The Local Plan is currently under government inspection and proposes building more than 14,000 homes on the Wirral. Crucially it doesn't involve any green belt developments and designated 48 areas in towns as protected green space.
As a result, it is being challenged by a number of developers and Wirral Council faces a difficult task in explaining why its more expensive brownfield developments are deliverable.
In his decision, Planning Inspector Patrick Hanna said: "The proposal would not have a significant adverse effect on the character and appearance of the surrounding area, with particular regard to effects on the streetscene, the setting of West Kirby, and green space."
He argued the benefits of the proposal outweighed the harms, and even though the land was designated a green space, "the Council’s assertion that the LGS designations are sound and unlikely to change cannot be said with any great certainty at this stage."
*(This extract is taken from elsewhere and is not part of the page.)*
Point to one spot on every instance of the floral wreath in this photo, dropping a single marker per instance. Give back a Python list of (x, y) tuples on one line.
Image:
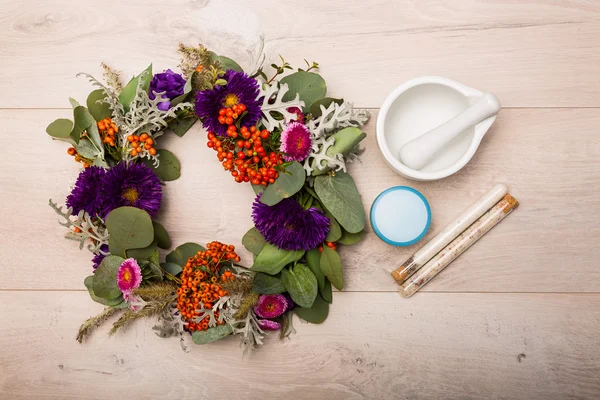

He also disagreed with claims that the site was beautiful and historical significance but it "does indeed have some pleasing visual qualities." On whether the site was tranquil, he argued the site's location next to a busy main road with no public access contradicted this.
As for prematurity, Mr Hanna said because the proposal was only for 39 houses and would only remove one out of 48 green spaces from the Local Plan, "there is insufficient justification to refuse this appeal on grounds of prematurity."
He added: "The Leverhulme appeals can be clearly distinguished from the current appeal. Unlike this appeal for 39 units within the settlement, the Leverhulme appeals relate to a much larger scale of development of some 788 units on a number of green belt sites outside settlements, where the existing and proposed policy framework is different."
Emery Planning pitched the plans as “a sympathetic and high quality residential development set into the existing setting of a retained spacious meadow buffer from Grange Road, trees, orchards, hedgerows and driveways.”
The developer argued it would be “a strong addition to the town and complementing the surrounding neighbourhoods” but more than 800 people and local councillors petitioned against it saying it would damage “the much loved, iconic route into the town” overlooking the Dee Estuary.
Cllr Jeff Green, leader of the council's Conservatives, said: “I am incredibly disappointed. I believe the case I made and the case that the local residents made at the public inquiry were very strong cases indeed.
“We had agreed for the inclusion of the sheep field in the draft Local Plan who identified that as a green space so it is really disappointing that the inspector didn’t accept that it was premature to make a decision on that. If the Local Plan is adopted, that would have resulted in that site being a green space.”
“It raises a number of issues regarding other elements that are identified as green space. There are questions about whether that leaves them open."
The local Labour Party supports no green belt development, but Cllr Green said that if previous Labour administrations had adopted a Local Plan earlier, the sheep field wouldn't have been open to development.